FORT PIERCE, Fla. — Palm Beach County commissioners are looking to make changes to building codes and regulations in wake of last month's deadly collapse in Surfside.
Contact 5 looked into the changes that could occur after the tragedy.
The task force is gathering building permits from the last 50 years on every condo building that is three stories or higher.
Much of the attention will focus on high-rise condos, especially those right on the beaches.
The median age of a beachfront high-rise building of 10 stories or more in Palm Beach County is 40 years. That is the same age as the Surfside condo that collapsed June 24.
With 86 aging ocean-side high rises in the county, Palm Beach County Mayor Dave Kerner said fellow commissioners want to know more about the safety of these condos.
"(We hope) to learn at a little deeper lever here, what is on the horizon here, what are we dealing with," Kerner said. "Surfside took us all a little bit by surprise."
Most of the 39 oceanfront high rises in St. Lucie County were built in the 1980s and 1990s.
St. Lucie County Commission Chair Chris Dzadovsky said the county is looking at how well they were built and maintained and what threatens these condo's safety.
"There's a lot of research going on," said Dzadovsky. "We're gathering information about sea-level rise, saltwater intrusion at the beaches."
A Contact 5 investigation found there are 125 high-rise beachfront condos in Palm Beach and St. Lucie counties of at least 10 stories.
Eighty-one percent of them were built before 1993, the same year Florida enacted stricter building codes in the wake of Hurricane Andrew.

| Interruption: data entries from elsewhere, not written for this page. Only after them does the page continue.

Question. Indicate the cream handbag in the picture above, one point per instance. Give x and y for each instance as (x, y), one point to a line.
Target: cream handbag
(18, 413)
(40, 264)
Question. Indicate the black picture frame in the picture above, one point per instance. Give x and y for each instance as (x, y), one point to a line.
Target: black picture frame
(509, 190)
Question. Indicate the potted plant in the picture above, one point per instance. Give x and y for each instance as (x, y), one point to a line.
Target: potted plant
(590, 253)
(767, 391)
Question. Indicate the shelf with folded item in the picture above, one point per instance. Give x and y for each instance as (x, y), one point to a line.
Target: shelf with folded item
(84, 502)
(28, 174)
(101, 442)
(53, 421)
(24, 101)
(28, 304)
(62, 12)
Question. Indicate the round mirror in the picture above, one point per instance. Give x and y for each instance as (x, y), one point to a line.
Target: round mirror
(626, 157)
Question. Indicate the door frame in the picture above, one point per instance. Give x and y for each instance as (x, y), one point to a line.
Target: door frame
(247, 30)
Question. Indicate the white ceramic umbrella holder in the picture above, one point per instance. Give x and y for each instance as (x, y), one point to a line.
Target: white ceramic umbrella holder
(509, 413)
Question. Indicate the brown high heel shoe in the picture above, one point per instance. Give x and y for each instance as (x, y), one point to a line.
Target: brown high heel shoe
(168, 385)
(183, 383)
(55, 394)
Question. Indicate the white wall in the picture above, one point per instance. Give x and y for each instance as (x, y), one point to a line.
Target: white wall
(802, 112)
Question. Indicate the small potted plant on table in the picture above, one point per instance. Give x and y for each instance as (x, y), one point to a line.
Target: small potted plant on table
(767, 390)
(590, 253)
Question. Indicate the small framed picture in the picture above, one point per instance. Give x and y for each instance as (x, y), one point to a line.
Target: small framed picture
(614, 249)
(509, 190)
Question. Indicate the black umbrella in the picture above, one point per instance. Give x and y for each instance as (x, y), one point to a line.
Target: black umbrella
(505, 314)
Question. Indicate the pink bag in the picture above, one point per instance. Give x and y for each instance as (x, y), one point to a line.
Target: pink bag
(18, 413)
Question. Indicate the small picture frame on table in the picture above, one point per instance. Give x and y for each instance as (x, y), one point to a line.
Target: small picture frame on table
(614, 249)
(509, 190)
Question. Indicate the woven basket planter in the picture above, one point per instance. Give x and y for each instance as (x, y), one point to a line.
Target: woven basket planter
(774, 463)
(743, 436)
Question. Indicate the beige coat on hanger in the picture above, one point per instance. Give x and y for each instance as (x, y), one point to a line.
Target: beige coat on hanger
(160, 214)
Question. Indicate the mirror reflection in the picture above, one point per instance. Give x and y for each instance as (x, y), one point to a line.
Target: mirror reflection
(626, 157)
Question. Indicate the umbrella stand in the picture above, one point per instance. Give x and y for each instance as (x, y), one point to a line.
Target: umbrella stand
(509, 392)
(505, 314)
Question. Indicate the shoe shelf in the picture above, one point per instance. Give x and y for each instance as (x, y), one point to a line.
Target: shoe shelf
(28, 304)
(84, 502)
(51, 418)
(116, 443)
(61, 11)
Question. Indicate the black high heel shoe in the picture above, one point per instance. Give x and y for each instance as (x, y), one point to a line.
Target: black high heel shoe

"We will see more due diligence the older the building," said Ken H. Johnson, a real estate expert and professor at Florida Atlantic University. "So, there will be a correlation between what a buyer wants to do with the age of the building."
Johnson expects the fallout from the Surfside collapse will lead to a short-term stall in beachfront condo sales at older buildings, while state and local governments decide what to do.
According to Johnson, it will be "more legislation, at least locally, requiring more maintenance and updates and inspections."